Pensez-vous que cette crise favorisera de manière pérenne le télétravail ? Quels bénéfices y voyez-vous humainement et pour l’environnement ?

Qu’il se soit démocratisé pour surmonter les grèves dans les transports ou qu’il s’impose aujourd’hui pendant le confinement, le télétravail apparaît comme la solution la plus efficace pour permettre aux entreprises et salariés de poursuivre le travail à distance. Pour autant, le télétravail est encore bien trop souvent vu comme un moyen de répondre, dans l’urgence, à un phénomène imprévu ; il apparaît alors subi plus que choisi.
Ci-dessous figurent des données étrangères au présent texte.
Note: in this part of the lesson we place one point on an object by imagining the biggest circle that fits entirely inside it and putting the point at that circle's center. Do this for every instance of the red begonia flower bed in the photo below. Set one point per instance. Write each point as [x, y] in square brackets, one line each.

La situation actuelle nous démontre que cela doit changer. Dans une Europe où le télétravail occupe une place grandissante, la France est en retard. Seuls 7 % des salariés français le pratiquent aujourd’hui régulièrement (au moins 1 jour par semaine), alors qu’ils sont plus de 14 % aux Pays-Bas ou en Finlande. Inspirons-nous de nos voisins vertueux. Plus que jamais, il est impératif de faire du télétravail un mode de travail durablement ancré dans la culture de chaque entreprise et salarié. Tout comme pour les mobilités actives, les crises que nous traversons doivent nous permettre d’accélérer les transitions en conservant les bonnes pratiques car pérenniser le télétravail, c’est être tous gagnants : collectivités, entreprises et salariés. Un des enjeux de demain sera de multiplier les espaces de coworking et les tiers lieux dans tous nos territoires car les télétravailleurs sont une chance pour inverser la tendance qui est à l’exode rural. Retrouver des actifs, c’est remettre de la vie économique au cœur des villes et villages. C’est aussi supprimer de nombreux déplacements domicile-travail quotidiens avec, in fine, un impact positif sur l’environnement. Pour le salarié, le télétravail est considéré comme une manière moderne d’équilibrer la vie professionnelle avec la vie privée, à condition que l’une n’empiète pas sur l’autre. Un salarié efficace en télétravail est un salarié qui redistribue en productivité ce qu’il gagne en bien-être ; l’entreprise en tire alors elle aussi tous les bénéfices. Nous devons massivement développer le télétravail. Un à deux jours par semaine apparaissant comme un bon équilibre. 

C’est pourquoi, après avoir été fortement mobilisée sur les mobilités depuis le début de mon mandat, je souhaite aujourd’hui poursuivre mon engagement sur les enjeux liés au télétravail afin de lever les craintes et freins qui subsistent pour n’en garder que le positif et ainsi pérenniser sa pratique.